Lovers of these seasonal treats get antsy when the temperatures rise and rain falls. Both are necessary for a decent harvest of an object that looks like a cup-shaped sponge on a stem. Recent dry years have frustrated even the best mushroom hunters.
My fungi finder has the greatest success when he returns to spots where he’s found treasure in the past. They are fungi so they reproduce from spores that spread when something, be it human, beast, or wind, moves the host. The act of picking them releases these reproductive parts so they do grow back in the same places under favorable conditions.

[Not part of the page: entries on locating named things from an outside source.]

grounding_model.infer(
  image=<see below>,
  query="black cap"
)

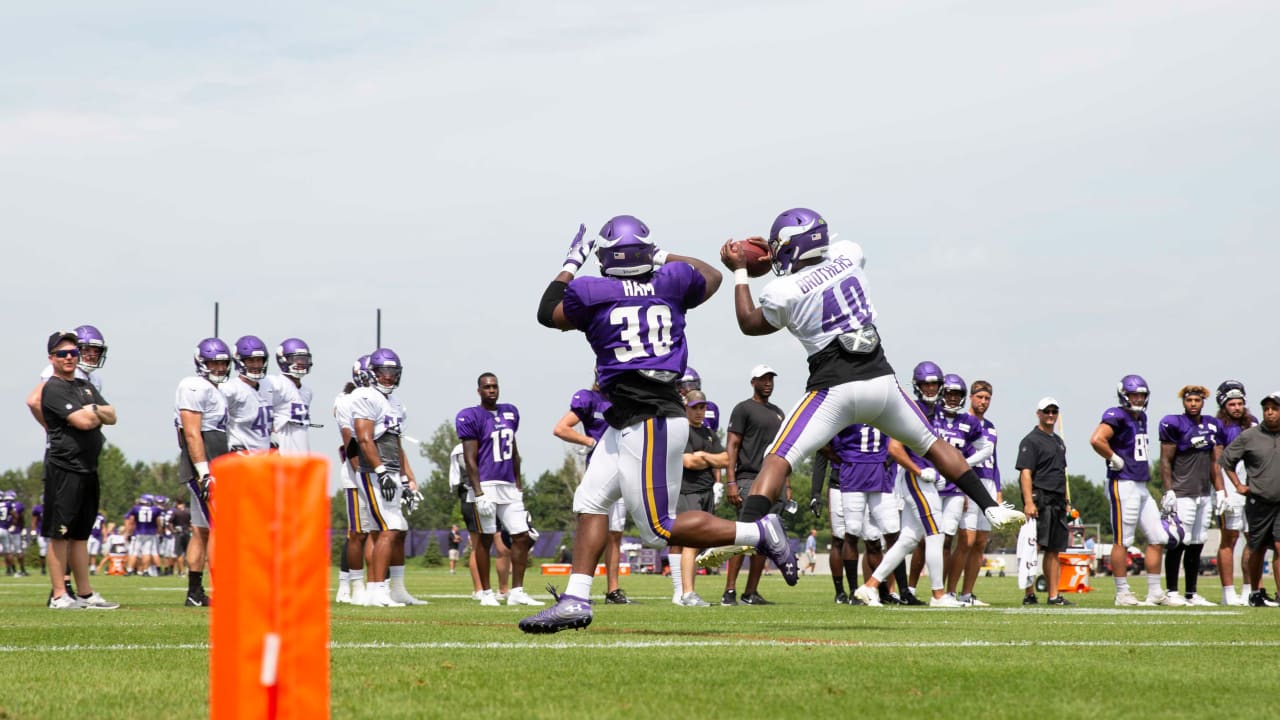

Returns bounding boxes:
[49,331,79,355]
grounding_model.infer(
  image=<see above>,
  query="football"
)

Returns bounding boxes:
[739,237,773,278]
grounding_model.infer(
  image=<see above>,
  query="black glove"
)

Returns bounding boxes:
[378,470,396,502]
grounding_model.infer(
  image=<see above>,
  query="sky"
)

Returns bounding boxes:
[0,0,1280,489]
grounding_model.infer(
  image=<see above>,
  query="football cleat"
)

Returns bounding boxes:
[520,585,591,634]
[744,514,800,584]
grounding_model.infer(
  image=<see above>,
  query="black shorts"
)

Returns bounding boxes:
[1032,493,1070,552]
[40,464,100,541]
[1244,495,1280,552]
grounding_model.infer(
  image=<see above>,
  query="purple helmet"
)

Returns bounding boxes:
[195,337,232,383]
[769,208,831,275]
[1116,375,1151,411]
[74,325,106,373]
[1217,380,1244,407]
[911,360,943,405]
[676,365,703,392]
[1160,512,1187,550]
[233,334,269,380]
[369,347,404,395]
[595,215,658,278]
[938,373,969,415]
[275,337,311,378]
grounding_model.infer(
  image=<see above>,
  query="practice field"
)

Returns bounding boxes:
[0,569,1280,720]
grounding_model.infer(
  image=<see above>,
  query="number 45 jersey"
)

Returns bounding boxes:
[563,263,707,388]
[760,241,893,391]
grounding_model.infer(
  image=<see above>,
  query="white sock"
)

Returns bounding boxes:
[733,523,760,547]
[564,573,595,598]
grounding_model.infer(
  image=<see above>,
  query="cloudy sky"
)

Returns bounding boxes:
[0,0,1280,489]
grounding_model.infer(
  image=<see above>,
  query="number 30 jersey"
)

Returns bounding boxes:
[454,402,520,484]
[563,263,707,388]
[760,241,893,389]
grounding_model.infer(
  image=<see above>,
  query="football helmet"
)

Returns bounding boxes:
[940,373,969,415]
[1116,375,1151,411]
[233,334,269,380]
[595,215,658,278]
[1217,380,1244,407]
[911,360,942,405]
[369,347,404,395]
[74,325,106,373]
[351,355,371,387]
[676,366,703,393]
[195,337,232,384]
[769,208,831,275]
[275,337,311,378]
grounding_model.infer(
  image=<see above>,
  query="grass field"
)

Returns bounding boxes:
[0,568,1280,719]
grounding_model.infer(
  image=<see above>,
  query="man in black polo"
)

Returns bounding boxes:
[40,331,119,610]
[1217,391,1280,607]
[1015,397,1075,605]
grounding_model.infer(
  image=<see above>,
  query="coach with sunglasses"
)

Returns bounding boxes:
[1015,397,1074,605]
[40,331,119,610]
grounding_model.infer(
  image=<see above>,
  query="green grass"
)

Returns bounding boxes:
[0,568,1280,719]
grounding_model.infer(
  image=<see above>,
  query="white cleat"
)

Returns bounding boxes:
[507,588,547,605]
[854,585,884,607]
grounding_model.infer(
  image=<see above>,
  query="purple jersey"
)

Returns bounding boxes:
[568,389,609,442]
[1102,407,1151,483]
[703,400,719,433]
[973,415,1002,491]
[563,263,707,391]
[454,402,520,483]
[933,413,984,497]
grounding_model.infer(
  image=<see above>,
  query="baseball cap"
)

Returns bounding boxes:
[49,331,79,352]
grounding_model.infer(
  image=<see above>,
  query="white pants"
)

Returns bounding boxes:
[1178,495,1213,544]
[573,418,689,547]
[769,375,938,468]
[1107,480,1169,543]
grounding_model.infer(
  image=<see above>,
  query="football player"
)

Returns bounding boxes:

Finding these delectables is an iffy proposition that depends on perfect weather conditions as well as whether or not some other hunter—homo sapien or critter—gets to the patch first. To propagate spores for next year’s harvest, many ‘shroomers carry a net bag to store their finds so the microscopic organisms spread as the hunter carries the bag through the woods. This technique also prevents their finds from getting mushy.
Once those goodies are home, the cook needs to shake and brush off as much dirt and as many of the tiny insects that occupy those crevices as possible. No matter how small, each morel is its own universe and resulting home to a vast and varied population of tiny critters. Once they’re clean, it’s time to slice, halve, or dice. Avoid soaking or freezing morels. These actions may destroy every bug, but they leads to mushy mushroom syndrome. Folks who harvest more than a mess, clean and dry them for later use.
Scores of morel recipes exist. For those who want to savor that taste of pure spring, go simple. Slice or halve them lengthwise, dip in an egg or milk wash, and roll them in either seasoned flour or cracker crumbs. Then fry them in sizzling oil until they’re crispy. Drain and serve the flavor of April and May on a pretty platter. We never have to worry about leftovers at our house when I serve them this way.
If you prefer more creative ways to serve these, I have a friend who minces her morels, sautés them in real butter, and then encloses them in a cream cheese pastry that she pops in the oven until it’s golden. While I prefer fried, those woodsy popovers melt in my mouth.
Morels may be the ugliest food ever cooked, but they’re worth trying. Folks who invest the time to learn to identify edible mushrooms and the make the effort to find them hidden in wooded areas will harvest a tasty meal or two each spring. In addition, they’ll make good memories.